ODOT construction is under way
Published 5:00 am Thursday, March 15, 2012
The Oregon Department of Transportation has started construction on the first of two projects in Central Oregon worth a combined value of more than $7 million.
“That’s a pretty big boost for the economy,” ODOT spokesman Peter Murphy said.
Work began earlier this winter on a new building to house some employees at its Region 4 offices in Bend, and in May, the agency expects to start erecting a new maintenance facility east of Sisters.
Currently, 57 employees work in five buildings on ODOT’s Region 4 campus near Northeast Third Street and Northeast Empire Avenue in Bend.

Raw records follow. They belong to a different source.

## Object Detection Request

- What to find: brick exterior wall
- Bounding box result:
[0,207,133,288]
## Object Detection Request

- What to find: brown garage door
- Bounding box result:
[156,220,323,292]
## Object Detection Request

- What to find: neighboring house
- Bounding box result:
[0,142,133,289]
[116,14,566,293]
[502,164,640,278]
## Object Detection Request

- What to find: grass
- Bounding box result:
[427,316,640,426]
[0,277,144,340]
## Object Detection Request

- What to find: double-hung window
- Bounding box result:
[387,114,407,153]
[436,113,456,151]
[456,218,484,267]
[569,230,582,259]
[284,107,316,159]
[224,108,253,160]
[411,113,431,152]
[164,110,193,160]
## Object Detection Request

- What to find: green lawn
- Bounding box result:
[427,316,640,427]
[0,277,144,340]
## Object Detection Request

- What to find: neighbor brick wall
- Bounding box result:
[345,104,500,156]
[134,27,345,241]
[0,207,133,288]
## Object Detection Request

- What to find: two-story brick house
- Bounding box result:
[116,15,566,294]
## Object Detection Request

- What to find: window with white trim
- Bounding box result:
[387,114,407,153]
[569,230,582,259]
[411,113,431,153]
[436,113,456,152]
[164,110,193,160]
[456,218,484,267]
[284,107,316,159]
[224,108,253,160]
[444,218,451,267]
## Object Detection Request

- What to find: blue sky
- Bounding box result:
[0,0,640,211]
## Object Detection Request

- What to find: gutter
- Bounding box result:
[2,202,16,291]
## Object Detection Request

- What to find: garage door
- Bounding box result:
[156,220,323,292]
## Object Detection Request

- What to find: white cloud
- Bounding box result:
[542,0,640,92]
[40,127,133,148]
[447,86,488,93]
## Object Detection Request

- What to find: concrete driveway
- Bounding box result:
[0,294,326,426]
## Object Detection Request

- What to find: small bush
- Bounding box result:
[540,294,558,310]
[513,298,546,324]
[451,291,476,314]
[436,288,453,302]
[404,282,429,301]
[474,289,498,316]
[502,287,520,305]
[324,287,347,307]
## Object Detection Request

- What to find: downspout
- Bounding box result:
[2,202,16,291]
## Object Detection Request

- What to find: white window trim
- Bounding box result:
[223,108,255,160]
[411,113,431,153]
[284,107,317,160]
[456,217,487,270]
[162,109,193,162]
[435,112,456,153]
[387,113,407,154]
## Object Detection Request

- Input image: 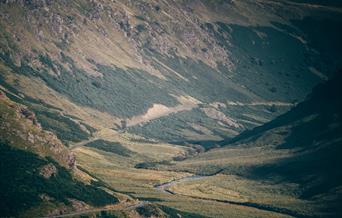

The state agency will consolidate the employees into a new two-story, 21,000-square-foot building, according to documents on file with the city of Bend.
The building, which should be completed this fall, will allow ODOT to save money by owning the property instead of paying rent on the buildings where the employees work now. The agency should break even in 17 years, according to information on its website.
East of Sisters on state Highway 126, ODOT will construct a maintenance facility to replace the one on the west edge of the city that’s located on land owned by the U.S. Forest Service. The Forest Service wants to sell the land.
On Tuesday, ODOT started soliciting bids for the new project, which should cost between $2.7 million and $3.3 million.
Construction of the 10,000-square-foot building, on 22.5 acres of land where ODOT has a gravel pit, should start in May and finish in November or December, said Pat Creedican, ODOT’s Central Oregon district manager.
The building will include all the same elements as the current one: a large garage, a crew room, an office, a bathroom and storage space. The employee count for the facility — six in the summer, eight in the winter — will stay the same after the new building is open, Creedican said.
“Most of it is just a garage for the equipment, to keep it out of the weather, safe from vandalism,” he said.
Creedican said ODOT plans to heat and cool the building with a solar thermal heating system and a geothermal energy system, but costs will determine whether those technologies will be implemented.
State legislators in 2008 considered consolidating the Sisters and Bend maintenance facilities when they heard that buying new land and constructing a building could cost $6.4 million. Then they found out about ODOT’s land east of Sisters, according to The Bulletin’s archives.
The state agency wanted to keep the facility in Sisters because it’s closer than Bend to Santiam Pass, and the snowplows and sanding trucks that keep the road to the summit clear are stationed in Sisters.
Locating the facility east of Sisters will require trucks and plows to travel along Main Street or other narrow roads through Sisters.